4. Data Provenance and Source Tracking

Every dataset in the catalog includes metadata on where the data originated. This includes:

  • Source application (e.g., Google Drive, Slack, Chrome)
  • File path or document URL
  • Original user and device

This provenance data is collected from observed events (clipboard, download, save-as, etc.) and helps assess trustworthiness and ownership of content.

Screenshot placeholder: "Event recorded" field showing original source application and user

5. Copies and Distribution

A key feature of the Data Catalog is visibility into the spread of sensitive data. For each dataset:

  • The number of copies across different devices, apps, or domains is displayed.
  • Analysts can click into this to view the list of copies and the paths they took (e.g., download to desktop, email to external party, uploaded to Dropbox).

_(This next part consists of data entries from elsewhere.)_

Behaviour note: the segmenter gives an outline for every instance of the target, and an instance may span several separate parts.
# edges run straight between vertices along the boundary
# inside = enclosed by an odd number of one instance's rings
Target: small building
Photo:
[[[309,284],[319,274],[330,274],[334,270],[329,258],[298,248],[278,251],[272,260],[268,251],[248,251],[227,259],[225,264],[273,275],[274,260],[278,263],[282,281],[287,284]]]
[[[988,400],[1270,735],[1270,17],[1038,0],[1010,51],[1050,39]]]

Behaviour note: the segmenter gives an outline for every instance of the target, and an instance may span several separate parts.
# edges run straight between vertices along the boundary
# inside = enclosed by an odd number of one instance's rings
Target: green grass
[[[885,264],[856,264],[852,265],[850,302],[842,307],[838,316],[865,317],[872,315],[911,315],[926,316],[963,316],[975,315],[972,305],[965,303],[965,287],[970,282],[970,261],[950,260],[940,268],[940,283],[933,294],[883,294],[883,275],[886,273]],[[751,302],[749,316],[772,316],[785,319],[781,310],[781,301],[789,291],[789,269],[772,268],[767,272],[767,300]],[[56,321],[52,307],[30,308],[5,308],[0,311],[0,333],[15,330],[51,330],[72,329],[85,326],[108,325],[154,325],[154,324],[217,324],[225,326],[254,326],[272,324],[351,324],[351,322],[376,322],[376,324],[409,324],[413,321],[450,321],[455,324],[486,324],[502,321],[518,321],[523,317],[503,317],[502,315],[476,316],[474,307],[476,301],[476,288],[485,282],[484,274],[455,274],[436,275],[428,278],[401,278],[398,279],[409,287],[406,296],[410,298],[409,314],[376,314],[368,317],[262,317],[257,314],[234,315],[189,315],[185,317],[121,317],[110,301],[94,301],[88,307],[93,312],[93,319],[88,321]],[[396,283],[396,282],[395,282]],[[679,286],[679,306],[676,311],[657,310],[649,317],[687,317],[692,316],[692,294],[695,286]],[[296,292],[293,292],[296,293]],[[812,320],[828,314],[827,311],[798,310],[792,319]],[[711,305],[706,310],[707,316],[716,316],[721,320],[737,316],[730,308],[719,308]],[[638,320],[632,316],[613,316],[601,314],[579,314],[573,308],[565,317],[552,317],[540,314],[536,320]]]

Screenshot placeholder: Copies modal showing locations and distribution timeline

This feature supports detailed forensics and helps organizations identify potential exfiltration or mismanagement of data.

Usage Recommendations

Use the Data Catalog to:

  • Monitor the flow of your most critical data assets.
  • Investigate incidents from a data-first perspective.
  • Audit where sensitive data lives and how it moves.
  • Detect shadow IT or unsanctioned tools handling sensitive information.